CAIRO — OPEC on Tuesday held its world oil demand growth forecast steady for 2010, noting indications of improvements in the global economy but voicing concerns that oil's price rally remains on shaky ground.
The Organization of the Petroleum Exporting Countries, supplier of about 35 percent of the world's crude, said the world economy was projected to grow by 3.1 percent, up from the bloc's forecast of 2.9 percent the previous month. China and India remain the "bright spots for the year's economic recovery," it said.
"In the coming months, oil market direction will mainly depend on a continuation of the current relatively positive outlook for the global economy, especially in key countries such as the U.S and China," OPEC said in its January Oil Market Report. "Should developments turn out to be less positive than expected, market attention will revert back to weak oil fundamentals."
Given tenaciously high global crude inventories, which remain well above five-year averages, oil's recent rally was built on speculation, not just supply and demand.
"The persisting stock overhang, low seasonal demand and start of refining maintenance point to the need for continued caution over the coming months as market volatility is expected to remain," it said, adding that the "combination of both bullish economic news and the colder weather has increased the financial sector's exposure to energy."
Overall, world oil demand is projected to increase by 800,000 barrels per day to 85.15 million barrels per day, OPEC said. That is steady with its December forecast.
Last week, the Paris-based International Energy Agency, the adviser to all oil consuming nations, also held its demand projection unchanged at 86.3 million barrels a day.
OPEC said much of the recovery in oil demand will take place in the United States, the world's single largest consumer of oil.

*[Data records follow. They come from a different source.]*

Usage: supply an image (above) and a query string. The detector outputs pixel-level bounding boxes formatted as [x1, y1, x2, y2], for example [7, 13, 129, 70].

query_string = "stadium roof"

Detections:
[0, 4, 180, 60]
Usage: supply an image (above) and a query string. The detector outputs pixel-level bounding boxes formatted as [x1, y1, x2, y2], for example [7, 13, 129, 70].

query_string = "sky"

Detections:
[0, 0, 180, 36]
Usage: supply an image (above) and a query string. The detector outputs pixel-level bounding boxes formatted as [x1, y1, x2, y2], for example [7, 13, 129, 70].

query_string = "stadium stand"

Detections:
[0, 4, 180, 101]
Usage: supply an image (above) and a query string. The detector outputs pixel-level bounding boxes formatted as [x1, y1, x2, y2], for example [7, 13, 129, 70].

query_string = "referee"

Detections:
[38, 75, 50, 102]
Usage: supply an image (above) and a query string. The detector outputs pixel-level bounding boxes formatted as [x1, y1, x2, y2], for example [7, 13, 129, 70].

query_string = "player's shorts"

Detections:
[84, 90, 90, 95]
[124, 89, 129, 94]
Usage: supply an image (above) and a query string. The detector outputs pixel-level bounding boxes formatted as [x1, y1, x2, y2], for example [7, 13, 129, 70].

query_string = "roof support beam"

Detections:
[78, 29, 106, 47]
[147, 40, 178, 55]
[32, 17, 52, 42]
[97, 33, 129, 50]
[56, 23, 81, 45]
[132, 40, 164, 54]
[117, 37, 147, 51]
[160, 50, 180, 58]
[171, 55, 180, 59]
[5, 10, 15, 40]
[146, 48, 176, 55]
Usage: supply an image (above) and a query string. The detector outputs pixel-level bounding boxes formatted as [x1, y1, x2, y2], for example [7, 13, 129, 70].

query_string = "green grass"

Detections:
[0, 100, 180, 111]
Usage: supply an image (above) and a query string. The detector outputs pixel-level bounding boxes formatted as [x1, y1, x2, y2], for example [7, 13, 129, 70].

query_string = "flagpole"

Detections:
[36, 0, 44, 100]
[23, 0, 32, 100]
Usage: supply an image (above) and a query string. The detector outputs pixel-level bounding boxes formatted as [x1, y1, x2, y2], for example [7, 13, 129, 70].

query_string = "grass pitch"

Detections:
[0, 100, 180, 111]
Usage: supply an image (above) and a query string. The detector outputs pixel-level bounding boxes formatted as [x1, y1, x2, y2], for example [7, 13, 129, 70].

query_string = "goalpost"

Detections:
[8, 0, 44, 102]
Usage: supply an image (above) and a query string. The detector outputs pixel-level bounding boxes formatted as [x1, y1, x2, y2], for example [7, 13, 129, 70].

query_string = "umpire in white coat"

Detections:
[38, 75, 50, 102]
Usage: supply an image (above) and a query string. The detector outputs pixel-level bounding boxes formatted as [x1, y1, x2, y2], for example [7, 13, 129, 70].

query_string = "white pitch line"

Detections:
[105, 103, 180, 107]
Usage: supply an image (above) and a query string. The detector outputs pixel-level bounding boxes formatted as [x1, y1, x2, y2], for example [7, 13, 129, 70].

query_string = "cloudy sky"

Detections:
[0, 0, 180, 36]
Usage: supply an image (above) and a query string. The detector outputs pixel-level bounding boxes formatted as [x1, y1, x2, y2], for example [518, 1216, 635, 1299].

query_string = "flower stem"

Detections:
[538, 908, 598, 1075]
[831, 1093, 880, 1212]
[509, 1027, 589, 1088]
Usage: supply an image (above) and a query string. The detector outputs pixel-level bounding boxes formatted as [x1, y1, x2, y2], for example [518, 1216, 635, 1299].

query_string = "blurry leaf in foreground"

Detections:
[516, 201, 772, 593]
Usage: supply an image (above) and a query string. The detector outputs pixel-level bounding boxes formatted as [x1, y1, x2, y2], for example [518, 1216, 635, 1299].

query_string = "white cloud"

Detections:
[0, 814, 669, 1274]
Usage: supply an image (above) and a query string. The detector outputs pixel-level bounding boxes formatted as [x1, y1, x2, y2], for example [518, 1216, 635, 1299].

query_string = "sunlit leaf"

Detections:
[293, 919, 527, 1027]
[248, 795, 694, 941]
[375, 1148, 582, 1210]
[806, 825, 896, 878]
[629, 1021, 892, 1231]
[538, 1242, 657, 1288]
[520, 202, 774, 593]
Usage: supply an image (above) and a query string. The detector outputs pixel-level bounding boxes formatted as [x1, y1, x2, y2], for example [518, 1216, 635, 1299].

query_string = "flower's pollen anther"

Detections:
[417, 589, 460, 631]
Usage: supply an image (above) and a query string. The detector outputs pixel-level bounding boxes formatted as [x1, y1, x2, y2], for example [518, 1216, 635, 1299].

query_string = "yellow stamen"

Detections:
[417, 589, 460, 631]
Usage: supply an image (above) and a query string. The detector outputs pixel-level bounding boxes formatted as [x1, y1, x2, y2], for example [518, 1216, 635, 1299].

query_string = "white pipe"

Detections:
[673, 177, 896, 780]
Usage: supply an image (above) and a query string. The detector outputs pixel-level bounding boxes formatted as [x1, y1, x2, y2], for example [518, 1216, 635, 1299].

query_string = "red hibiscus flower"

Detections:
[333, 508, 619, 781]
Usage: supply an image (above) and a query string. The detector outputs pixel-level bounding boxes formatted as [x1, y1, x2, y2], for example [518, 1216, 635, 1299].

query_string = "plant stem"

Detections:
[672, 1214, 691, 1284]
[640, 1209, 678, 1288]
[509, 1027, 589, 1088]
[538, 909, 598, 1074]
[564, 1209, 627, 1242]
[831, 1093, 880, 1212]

But it also noted that the pace of the recovery in the U.S. is far from set.
"Economic growth in 2010 will still depend on government support following the massive stimulus that has already been provided by the U.S administration over the course of 2009," OPEC said. "This raises the question of the sustainability of growth if the government lifeline is removed."
The 12-member group of oil producing nations has been struggling to engineer a sustained rebound in the price of oil since it collapsed in mid-2008 from a record high of almost $148 per barrel to the low-$30s just months later.